Velvet Inspiration for Winter skirts
Sumptuous velvet started life as a large scarf. Then I spotted a wool skirt with a lilac tone in and envisaged the wool cummerbund due to the lilac/beige colour harmony. An experimental challenge with ‘V’ shaped cummerbund (lined) and cutting skirt sections to hang from the diagonal. Floral voile lilac/beige insets, and purple/grey butterfly print as hem, chosen for colour harmony.
‘Plum Velvet’ Skirt No. 1 has 4 small triangular inserts, forming a fully circular skirt (great for dancing), and dark butterfly print hem frill.
‘Plum Velvet’ Skirt No. 2 has 2 triangular insets front and back and cream frill.
‘Plum Velvet’ Skirt No. 3 is made of many flared lilac and beige pieces (photo not showing).
‘Plum Velvet’ skirt No. 2 side insertion of invisible zip.
[UNDER reconstruction – re editing images to upload]
Making procedure – similar all skirts: [temporary image reconstruction]
The velvet was cut to allow for 8 pieces, 4 in each skirt, (2 back, 2 front). Velvet piece positioned to cummerbund on dummy, gathered, using straight edge, allow to hang, then cut straight hem at base. Remove and cut 3 more for first skirt. Once they were all cut, I placed the second group of 4 velvet pieces the other way up, i.e. placing the bias along the cummerbund edge, allowing the straight edge to become the hem. (It was necessary to use straight edge to begin with to allow natural fall before cutting fabric at hem).
Below are two pieces after cutting shapes (from hanging on dummy), laid out with triangle gap, to cut inserts out.
Cutting triangle insert for velvet front backs.
Triangle inset: lace detail (strip cut from blouse) is stretched with zig-zag stitching to make flared edge then machined to inset side. Then join inset to main skirt part:either zig-zag on top of right side or make seam with right sides together then press flat well. Machining right sides together, joining inset to velvet
Cummerbund front and back - cut and darted. Measure your waist or dropped waist above hip, at position required: (e.g. 26") then allow 1.5 inches extra for waist darts on each piece, (which allows for dart take-up). Machine, press.
Lining also cut on bias and darted. Iron-on interfacing won't need darts if just 2 inches deep. Lay on and cut curved shapes. Machine half inch at waist. Clip waist.
Press lining inwards leaving seam space for closed side and zipped side. Finnish waist machine line into fold/seam edge point of lining fold.
Snip inside waist top seams including stiffening.

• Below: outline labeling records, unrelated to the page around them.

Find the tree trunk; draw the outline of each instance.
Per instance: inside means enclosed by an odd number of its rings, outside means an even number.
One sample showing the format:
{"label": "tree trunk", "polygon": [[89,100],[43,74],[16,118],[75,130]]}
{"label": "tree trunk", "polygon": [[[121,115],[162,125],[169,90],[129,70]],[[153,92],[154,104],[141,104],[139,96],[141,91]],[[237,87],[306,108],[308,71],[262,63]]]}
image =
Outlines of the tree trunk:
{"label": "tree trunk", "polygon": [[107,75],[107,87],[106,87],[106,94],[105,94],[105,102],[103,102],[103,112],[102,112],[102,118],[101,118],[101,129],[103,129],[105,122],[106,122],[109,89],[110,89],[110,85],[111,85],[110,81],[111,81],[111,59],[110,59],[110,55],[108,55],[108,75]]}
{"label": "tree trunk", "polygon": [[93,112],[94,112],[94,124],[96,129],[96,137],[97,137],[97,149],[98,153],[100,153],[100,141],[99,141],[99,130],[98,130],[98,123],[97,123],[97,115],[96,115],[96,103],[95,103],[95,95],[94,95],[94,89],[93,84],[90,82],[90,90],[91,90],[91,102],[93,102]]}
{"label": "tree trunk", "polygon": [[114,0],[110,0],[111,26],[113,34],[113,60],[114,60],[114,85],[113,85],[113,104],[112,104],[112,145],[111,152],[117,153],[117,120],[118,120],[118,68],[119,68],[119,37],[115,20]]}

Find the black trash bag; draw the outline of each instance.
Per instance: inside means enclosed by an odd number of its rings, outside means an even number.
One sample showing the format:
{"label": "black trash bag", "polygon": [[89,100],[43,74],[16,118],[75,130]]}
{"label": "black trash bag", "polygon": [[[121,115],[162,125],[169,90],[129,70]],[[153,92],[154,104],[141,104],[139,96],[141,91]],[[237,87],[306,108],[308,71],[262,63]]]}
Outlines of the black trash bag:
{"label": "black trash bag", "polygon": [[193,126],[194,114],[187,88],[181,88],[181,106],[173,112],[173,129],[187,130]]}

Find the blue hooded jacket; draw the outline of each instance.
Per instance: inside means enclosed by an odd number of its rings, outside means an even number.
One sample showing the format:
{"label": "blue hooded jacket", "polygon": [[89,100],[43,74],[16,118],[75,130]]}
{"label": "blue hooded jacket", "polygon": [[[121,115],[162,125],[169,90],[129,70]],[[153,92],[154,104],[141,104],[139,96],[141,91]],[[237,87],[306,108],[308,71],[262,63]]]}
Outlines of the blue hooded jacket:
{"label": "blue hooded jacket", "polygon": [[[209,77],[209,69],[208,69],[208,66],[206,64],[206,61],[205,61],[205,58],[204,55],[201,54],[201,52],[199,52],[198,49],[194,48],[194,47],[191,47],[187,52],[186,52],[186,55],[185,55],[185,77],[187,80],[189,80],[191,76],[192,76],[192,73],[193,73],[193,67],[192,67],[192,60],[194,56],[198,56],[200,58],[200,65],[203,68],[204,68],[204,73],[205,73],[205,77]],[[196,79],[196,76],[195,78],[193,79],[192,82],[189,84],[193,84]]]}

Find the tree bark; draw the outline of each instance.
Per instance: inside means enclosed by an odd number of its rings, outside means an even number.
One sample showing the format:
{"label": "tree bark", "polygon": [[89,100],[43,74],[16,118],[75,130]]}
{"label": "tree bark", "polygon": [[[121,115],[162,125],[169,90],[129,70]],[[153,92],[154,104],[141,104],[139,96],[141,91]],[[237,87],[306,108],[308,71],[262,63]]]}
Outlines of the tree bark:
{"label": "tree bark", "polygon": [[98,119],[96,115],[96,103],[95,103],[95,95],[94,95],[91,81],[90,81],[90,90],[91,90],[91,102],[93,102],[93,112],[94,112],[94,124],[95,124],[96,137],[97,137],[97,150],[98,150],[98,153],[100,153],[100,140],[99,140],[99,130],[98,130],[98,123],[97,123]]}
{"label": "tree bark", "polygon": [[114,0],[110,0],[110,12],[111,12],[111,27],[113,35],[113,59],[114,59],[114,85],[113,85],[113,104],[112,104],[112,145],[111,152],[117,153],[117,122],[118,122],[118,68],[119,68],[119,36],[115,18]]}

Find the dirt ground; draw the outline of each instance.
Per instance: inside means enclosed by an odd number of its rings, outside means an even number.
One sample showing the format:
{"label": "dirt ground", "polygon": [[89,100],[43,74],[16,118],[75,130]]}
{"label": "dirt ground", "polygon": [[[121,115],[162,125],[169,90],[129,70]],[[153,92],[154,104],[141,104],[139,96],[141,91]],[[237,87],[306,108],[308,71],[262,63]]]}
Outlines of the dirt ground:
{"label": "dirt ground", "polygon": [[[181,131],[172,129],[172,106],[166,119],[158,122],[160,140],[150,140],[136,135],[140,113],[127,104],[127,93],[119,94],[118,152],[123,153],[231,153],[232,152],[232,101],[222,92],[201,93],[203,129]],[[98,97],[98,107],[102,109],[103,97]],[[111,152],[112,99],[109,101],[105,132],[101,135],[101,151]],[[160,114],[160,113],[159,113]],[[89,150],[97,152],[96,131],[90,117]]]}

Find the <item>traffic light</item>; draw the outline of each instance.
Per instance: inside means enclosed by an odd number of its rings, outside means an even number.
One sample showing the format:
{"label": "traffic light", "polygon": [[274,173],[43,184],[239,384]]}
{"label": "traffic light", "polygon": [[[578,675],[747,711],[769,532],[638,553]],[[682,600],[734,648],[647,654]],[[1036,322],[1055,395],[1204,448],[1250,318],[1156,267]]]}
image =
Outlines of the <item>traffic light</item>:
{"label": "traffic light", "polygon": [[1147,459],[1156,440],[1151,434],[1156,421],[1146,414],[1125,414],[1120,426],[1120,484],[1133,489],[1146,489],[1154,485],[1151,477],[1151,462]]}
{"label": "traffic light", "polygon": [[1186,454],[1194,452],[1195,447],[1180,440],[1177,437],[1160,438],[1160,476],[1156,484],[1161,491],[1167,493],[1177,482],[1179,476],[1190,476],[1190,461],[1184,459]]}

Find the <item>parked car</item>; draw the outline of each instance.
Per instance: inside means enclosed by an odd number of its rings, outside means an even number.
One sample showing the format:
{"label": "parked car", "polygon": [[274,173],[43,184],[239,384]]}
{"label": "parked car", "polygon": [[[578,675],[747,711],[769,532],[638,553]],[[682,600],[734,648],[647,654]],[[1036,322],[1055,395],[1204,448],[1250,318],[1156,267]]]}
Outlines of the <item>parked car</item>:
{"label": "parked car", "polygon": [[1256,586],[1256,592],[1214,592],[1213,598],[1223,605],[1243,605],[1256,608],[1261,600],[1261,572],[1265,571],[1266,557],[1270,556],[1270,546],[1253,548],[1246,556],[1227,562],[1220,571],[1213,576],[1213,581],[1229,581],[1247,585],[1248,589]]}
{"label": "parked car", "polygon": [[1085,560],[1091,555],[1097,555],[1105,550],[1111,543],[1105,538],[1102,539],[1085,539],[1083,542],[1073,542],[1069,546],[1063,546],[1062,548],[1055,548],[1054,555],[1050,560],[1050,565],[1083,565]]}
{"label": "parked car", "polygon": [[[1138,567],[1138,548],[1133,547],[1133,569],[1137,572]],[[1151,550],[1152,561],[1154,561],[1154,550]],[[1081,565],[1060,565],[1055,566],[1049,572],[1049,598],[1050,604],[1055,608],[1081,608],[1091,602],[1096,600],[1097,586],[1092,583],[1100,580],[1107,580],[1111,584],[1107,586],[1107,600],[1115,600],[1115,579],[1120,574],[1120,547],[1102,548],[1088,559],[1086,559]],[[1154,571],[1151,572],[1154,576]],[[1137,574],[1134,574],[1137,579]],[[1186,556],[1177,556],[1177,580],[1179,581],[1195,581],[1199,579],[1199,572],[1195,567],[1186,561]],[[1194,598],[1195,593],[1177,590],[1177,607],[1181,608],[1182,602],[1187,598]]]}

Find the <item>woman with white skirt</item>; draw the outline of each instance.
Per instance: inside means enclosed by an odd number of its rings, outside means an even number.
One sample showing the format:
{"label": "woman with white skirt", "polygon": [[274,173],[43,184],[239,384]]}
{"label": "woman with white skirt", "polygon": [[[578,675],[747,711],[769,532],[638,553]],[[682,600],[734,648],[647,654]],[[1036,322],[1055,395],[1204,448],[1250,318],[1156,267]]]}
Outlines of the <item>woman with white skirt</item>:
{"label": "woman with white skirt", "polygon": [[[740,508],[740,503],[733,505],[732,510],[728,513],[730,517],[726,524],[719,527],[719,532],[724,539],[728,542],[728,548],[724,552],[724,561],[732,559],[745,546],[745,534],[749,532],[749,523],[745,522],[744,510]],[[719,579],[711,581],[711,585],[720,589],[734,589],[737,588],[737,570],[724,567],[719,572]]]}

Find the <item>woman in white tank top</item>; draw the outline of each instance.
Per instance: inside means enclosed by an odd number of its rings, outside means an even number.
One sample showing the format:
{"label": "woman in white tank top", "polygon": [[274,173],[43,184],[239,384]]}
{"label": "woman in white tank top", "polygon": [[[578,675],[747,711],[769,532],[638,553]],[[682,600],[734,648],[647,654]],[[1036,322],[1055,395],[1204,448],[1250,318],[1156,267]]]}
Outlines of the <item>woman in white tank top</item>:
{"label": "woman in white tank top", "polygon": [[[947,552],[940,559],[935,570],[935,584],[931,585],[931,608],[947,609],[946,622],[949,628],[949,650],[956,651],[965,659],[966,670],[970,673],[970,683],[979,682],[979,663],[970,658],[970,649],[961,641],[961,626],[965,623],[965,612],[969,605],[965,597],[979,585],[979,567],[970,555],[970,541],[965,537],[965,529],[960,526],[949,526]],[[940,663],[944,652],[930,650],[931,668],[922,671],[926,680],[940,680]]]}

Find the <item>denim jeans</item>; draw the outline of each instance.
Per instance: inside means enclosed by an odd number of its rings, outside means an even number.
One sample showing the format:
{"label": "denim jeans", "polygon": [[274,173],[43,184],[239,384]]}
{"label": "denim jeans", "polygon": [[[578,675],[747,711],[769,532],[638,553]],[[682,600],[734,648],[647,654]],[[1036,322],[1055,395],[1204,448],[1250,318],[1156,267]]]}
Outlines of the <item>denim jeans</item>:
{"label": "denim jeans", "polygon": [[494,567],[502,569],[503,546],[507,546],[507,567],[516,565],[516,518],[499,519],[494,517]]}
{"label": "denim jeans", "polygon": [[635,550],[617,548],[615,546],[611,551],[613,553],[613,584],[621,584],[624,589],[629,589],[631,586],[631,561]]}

Machine both side seams along wool seam and lining seam all in one go. Press seam flat, (snip waist seams as above), then fold lining inwards and steam-press flat. Cummerbund lining pressed inside. One side left open for zip when skirt section is attached. Velvet and insets skirt section all joined: ready to pin and tack to cummerbund, tacking before machining. All skirt sections joined. Top of lace strips are folded in and excess cut off, then machined down while top-stitching with zig-zag around inserts to avoid bulky seams. Hand gather between pins, after positioning velvet to cummerbund, right sides together. Machine along gather line, removing pins as you go. Zig-zagging hem, pulling slightly, to create slight flare. Attaching frill behind skirt(underside view): Join strips of satin, silk, or polyester lining fabric (best cut on bias) twice length needed. Press over top edge quarter inch, pin to inside of skirt, half inch above hem. Zig-zag machine frill to skirt,removing pins as you go. Zig-zag frill hem from front.